Not with a Bang but a Miaow   [Mark Steyn]

A demographic vignette from Tokyo:

“She’s the prettiest girl we have at our cafe. Everybody wants to touch her, but we ask that customers only do so if she doesn't resist you,” a waitress told me.

She didn’t resist. And since I was paying for the privilege, I leaned in and stroked her cheek. She was as lovely as the waitress had promised: a big-eyed, silky soft, compliant 2-year-old Russian Blue cat.

I was at Calico, one of Tokyo’s increasingly popular cat cafes, where customers seeking human and feline companionship pay to sip tea and stroke one of the 20-odd resident cats, representing 17 different breeds.

In an increasingly childless and aging nation, cat cafes fill a void.

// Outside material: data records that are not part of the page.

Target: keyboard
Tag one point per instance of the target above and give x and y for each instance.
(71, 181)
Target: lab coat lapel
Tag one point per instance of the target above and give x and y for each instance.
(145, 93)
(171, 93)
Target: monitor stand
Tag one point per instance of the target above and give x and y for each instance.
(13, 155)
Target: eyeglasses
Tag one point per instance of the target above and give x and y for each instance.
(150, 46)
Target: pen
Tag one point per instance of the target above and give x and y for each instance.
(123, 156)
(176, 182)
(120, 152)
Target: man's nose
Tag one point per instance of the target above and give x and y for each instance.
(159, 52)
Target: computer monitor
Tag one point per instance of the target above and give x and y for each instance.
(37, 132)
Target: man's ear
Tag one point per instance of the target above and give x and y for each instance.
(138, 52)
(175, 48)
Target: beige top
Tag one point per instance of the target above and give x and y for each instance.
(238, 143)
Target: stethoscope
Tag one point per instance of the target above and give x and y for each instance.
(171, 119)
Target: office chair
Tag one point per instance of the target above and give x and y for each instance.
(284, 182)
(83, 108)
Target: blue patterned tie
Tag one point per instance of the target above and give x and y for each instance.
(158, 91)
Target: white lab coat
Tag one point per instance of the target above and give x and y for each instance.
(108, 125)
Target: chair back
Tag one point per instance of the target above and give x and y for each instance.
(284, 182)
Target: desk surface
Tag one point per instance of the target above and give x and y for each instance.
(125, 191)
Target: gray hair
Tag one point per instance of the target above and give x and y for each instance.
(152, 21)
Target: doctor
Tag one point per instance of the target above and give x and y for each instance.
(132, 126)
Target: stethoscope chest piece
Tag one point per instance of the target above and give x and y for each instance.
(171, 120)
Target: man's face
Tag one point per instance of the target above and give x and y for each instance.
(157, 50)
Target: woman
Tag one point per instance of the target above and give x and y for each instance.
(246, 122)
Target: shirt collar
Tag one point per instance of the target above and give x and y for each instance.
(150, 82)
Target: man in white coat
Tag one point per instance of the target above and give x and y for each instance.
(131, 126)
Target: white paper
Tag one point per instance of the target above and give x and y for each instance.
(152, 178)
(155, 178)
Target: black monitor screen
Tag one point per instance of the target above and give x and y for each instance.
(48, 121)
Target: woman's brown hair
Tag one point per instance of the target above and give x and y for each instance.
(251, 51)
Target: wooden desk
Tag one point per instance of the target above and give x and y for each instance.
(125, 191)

In The Children of Men, P. D. James's dystopian novel of a world unable to breed, cats are highly prized: In a land without babies, divorced couples battle for legal custody of "fecund domestic animals," and the fonts of Anglican churches are used for the christenings of pets:

Each of the women was carrying a white bundle wrapped in a shawl beneath which fell the lace-trimmed pleated folds of christening robes...The two kittens, ears flattened beneath the ribboned bonnets, looked both ridiculous and endearing... He wondered if they had been drugged, then decided they had probably been handled, caressed and carried like babies since birth and were accustomed to it.

Strange how in a mere decade-and-a-half almost every one of Baroness James's futuristic fancies has become an observable phenomenon.